Turkey’s president and Israel’s likely next prime minister said Thursday in a phone call that they would work to continue to improve ties between their countries, The Associated Press reported.
Relations between former allies Turkey and Israel became icy under former Prime Minister Benjamin Netanyahu’s time in office. He is now expected to return to power soon as head of Israel’s most right-wing government ever.
Relations were already on the mend under outgoing Prime Minister Yair Lapid, who met with Turkish President Recep Tayyip Erdoğan in New York in September, the first meeting between the countries’ leaders in 14 years.
But Erdoğan’s relations with Israel under Netanyahu were particularly frosty, especially over recurring wars against Gaza’s militant Hamas rulers and the 2010 Gaza flotilla raid by the Israeli military, also during Netanyahu’s rule.
Erdoğan had shown a willingness for warmer ties since Netanyahu was ousted after 12 consecutive years in power last year. Thursday’s call signaled that the ties could continue to improve under Netanyahu.
Netanyahu’s office said the two agreed to cooperate and work to “launch a new era in ties” between the countries. Netanyahu is in the process of trying to form a government following national elections earlier this month.

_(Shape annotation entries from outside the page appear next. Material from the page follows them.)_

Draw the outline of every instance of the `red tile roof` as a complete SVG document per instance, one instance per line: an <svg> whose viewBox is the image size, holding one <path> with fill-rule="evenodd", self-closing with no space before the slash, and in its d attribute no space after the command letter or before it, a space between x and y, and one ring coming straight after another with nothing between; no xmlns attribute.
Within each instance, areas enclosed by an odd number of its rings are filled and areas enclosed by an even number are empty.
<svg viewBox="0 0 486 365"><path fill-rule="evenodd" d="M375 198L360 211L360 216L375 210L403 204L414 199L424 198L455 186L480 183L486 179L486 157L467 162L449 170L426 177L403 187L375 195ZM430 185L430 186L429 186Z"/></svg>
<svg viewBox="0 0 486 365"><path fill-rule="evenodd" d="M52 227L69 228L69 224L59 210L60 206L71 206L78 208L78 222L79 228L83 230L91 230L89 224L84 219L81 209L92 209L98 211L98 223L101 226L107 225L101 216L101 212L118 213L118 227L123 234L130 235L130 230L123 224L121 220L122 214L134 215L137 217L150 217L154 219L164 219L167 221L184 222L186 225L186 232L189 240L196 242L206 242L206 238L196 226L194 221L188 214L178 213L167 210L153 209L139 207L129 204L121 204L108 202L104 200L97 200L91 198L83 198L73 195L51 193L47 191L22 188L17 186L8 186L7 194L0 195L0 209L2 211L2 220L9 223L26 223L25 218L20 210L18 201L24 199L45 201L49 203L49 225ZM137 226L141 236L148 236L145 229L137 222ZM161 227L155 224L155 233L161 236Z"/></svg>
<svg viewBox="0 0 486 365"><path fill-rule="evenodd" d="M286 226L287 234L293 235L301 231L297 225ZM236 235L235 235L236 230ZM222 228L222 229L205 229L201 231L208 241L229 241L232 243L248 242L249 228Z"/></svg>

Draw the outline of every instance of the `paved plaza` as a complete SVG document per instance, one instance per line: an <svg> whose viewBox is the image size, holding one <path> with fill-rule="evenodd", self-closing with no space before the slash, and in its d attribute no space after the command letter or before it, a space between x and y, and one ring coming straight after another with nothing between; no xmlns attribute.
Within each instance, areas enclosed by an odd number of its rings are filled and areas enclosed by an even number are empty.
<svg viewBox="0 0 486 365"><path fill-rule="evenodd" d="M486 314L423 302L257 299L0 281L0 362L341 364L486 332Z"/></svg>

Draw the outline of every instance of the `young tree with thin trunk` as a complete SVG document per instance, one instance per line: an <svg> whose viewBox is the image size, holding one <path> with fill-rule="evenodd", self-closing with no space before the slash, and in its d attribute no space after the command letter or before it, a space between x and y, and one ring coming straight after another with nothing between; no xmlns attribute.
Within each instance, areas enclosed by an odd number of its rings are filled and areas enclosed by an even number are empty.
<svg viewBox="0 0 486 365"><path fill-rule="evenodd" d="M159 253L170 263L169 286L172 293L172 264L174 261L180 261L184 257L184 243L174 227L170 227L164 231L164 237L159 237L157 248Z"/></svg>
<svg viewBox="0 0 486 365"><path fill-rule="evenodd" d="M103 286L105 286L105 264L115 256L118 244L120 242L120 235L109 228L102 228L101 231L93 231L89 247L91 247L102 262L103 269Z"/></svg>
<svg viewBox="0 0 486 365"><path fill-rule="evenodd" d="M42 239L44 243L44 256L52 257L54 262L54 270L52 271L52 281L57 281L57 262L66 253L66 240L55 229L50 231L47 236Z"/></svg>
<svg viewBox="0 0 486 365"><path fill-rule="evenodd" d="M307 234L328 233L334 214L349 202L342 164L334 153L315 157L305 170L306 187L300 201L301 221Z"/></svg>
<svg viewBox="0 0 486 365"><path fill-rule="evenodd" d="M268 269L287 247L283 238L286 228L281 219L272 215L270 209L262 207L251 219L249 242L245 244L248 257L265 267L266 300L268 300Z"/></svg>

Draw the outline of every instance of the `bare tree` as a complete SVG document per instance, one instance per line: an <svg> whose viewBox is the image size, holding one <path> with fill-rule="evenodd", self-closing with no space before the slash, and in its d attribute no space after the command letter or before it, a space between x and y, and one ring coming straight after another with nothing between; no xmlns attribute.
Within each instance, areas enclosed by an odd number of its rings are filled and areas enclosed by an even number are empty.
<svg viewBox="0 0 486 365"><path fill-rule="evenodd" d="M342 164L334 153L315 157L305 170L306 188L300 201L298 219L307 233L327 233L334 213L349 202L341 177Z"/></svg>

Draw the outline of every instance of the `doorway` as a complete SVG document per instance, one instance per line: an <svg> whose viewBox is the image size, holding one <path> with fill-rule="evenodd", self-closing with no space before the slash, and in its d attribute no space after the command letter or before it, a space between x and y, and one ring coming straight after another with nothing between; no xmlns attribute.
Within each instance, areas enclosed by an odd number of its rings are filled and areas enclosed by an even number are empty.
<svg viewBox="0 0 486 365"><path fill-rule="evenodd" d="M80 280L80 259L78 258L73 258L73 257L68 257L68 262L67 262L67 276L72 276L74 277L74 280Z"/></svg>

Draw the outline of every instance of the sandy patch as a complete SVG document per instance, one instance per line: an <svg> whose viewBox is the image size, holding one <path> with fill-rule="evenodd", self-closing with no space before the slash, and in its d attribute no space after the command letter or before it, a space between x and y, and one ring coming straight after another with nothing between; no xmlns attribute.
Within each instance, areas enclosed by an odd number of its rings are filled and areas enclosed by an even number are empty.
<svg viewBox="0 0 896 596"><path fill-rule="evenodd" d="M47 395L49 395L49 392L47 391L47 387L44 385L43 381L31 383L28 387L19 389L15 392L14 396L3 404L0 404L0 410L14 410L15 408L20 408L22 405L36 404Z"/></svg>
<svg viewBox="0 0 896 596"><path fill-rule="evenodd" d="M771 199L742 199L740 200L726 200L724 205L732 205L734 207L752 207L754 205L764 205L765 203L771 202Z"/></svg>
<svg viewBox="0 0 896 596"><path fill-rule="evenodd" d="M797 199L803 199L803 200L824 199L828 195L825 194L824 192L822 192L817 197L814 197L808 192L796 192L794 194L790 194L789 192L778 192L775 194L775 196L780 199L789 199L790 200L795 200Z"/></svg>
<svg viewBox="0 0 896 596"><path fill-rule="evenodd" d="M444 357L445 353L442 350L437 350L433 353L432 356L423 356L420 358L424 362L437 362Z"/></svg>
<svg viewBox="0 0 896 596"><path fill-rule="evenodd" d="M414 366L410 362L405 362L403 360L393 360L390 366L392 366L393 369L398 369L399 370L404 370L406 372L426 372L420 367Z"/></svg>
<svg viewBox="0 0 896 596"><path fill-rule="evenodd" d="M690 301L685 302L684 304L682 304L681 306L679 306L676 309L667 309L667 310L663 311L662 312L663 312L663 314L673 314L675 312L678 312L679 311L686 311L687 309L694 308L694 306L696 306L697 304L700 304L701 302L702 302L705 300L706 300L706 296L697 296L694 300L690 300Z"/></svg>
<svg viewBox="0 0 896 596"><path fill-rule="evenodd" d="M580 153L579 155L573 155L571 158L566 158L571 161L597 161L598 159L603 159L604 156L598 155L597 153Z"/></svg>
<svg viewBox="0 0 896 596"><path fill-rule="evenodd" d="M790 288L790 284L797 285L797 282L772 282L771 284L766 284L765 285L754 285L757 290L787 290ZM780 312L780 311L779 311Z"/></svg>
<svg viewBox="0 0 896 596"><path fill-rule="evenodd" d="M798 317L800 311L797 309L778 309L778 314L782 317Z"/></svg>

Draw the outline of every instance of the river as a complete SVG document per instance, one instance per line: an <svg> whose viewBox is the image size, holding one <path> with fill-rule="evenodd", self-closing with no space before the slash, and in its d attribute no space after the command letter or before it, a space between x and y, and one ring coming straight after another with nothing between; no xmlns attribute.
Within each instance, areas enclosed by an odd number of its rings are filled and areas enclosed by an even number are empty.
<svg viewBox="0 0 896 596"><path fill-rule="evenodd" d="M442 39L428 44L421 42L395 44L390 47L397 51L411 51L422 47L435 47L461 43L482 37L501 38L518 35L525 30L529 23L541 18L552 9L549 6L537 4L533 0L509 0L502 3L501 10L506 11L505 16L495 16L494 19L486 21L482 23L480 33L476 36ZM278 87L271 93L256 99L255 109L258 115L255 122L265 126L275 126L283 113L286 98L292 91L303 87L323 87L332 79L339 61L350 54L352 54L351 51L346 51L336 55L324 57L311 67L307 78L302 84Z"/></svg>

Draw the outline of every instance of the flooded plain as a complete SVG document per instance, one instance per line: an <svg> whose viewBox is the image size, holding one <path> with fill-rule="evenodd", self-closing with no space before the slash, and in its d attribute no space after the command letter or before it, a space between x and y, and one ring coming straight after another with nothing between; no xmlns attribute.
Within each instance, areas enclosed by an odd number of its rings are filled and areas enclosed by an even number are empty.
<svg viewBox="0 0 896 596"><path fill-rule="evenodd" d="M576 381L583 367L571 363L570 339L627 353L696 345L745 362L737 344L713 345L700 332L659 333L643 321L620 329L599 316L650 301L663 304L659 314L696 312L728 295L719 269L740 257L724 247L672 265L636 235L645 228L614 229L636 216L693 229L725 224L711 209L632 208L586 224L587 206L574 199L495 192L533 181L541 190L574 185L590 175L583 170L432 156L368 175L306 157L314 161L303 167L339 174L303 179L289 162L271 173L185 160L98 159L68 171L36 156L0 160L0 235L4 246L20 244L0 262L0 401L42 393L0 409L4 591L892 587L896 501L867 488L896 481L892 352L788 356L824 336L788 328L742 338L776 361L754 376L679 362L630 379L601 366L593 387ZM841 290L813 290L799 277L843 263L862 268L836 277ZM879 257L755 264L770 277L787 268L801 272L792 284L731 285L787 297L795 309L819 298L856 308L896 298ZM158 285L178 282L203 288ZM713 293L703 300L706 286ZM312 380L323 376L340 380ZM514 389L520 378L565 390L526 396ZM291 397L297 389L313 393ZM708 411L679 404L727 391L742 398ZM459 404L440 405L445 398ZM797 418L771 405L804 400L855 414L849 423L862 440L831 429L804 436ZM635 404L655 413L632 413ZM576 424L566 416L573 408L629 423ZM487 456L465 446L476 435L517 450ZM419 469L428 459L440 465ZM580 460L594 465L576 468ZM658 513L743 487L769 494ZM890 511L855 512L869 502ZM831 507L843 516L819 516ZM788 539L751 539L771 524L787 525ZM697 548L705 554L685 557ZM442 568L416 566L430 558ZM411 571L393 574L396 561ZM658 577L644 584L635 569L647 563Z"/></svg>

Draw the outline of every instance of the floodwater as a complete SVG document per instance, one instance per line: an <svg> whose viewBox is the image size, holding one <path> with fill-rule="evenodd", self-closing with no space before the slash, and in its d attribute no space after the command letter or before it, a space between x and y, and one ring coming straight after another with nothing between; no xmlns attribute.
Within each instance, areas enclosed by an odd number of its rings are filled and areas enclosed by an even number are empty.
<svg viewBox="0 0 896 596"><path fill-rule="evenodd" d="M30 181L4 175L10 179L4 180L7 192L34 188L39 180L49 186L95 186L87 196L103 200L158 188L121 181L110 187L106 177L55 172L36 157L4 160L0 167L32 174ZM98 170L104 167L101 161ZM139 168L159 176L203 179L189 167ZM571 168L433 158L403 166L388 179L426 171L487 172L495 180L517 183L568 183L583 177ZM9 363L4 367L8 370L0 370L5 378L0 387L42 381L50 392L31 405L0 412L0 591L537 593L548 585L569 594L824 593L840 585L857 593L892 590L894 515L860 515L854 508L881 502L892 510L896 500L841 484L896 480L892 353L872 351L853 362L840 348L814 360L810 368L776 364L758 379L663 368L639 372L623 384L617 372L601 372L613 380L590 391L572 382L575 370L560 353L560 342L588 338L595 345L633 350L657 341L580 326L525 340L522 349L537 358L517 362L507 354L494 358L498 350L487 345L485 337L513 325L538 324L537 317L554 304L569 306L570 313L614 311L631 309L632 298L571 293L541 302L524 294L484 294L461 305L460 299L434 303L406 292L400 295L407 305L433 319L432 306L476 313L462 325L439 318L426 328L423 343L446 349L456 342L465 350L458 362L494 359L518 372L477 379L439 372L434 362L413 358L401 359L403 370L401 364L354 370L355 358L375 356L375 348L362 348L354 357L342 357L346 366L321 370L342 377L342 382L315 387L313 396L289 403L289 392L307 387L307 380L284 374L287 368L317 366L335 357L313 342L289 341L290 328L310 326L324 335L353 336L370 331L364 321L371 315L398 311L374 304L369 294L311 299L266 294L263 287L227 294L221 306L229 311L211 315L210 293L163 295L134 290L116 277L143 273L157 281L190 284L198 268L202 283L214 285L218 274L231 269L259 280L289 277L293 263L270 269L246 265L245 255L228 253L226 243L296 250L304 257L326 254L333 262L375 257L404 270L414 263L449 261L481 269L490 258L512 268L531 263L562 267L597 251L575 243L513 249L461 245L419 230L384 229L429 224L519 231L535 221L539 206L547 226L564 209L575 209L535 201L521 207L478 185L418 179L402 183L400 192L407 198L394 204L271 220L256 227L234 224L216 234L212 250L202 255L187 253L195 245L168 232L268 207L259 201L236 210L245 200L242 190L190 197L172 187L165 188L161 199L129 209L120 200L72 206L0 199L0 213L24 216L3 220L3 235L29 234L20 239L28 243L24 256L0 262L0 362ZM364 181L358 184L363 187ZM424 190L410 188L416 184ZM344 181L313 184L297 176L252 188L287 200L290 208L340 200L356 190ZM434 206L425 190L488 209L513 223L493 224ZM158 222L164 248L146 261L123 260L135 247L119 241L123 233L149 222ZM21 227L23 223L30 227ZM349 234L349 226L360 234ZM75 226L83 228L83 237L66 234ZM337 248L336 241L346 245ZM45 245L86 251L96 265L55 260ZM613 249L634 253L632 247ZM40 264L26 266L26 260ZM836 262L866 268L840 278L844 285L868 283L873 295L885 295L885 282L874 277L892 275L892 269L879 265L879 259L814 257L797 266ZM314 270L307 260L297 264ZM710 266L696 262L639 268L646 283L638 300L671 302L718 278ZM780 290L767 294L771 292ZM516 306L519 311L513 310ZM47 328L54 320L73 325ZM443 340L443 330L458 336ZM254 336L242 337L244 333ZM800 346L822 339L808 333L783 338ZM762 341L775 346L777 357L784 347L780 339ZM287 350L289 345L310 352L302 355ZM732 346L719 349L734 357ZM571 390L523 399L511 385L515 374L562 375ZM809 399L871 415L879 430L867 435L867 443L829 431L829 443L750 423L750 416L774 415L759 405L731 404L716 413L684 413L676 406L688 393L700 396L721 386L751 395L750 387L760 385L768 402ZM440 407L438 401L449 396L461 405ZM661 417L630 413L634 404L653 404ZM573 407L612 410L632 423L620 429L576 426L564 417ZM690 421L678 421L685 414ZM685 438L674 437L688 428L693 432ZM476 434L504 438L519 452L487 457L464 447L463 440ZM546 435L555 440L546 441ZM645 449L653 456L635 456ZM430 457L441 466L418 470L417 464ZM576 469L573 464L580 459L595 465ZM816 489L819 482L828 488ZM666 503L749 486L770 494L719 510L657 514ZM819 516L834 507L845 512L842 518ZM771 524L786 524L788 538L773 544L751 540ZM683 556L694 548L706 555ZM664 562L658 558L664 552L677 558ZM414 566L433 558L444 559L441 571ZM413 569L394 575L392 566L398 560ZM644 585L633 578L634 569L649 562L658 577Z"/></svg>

Erdoğan’s office said Netanyahu initiated the call, to offer his condolences for the recent deadly explosion in Istanbul. Erdoğan said he hoped the Israeli election results “will be beneficial for the country and the region.” According to the statement from his office, Erdoğan said Turkey and Israel have entered a new era in relations, seeming to credit the outgoing Israeli leadership for the rapprochement.
Over years of strained relations, Erdoğan has been an outspoken critic of Israeli policy toward the Palestinians. Israel, in turn, has objected to Turkey’s embrace of Hamas.
The once-close regional allies withdrew their respective ambassadors in 2010, after Israeli forces stormed a Gaza-bound flotilla carrying humanitarian aid for Palestinians that broke an Israeli blockade. The incident resulted in the deaths of nine Turkish activists.
But following Israeli President Isaac Herzog’s state visit to Turkey in March and other signs of a thaw, the two countries agreed to exchange ambassadors. They still share various strategic interests, including containing Iran.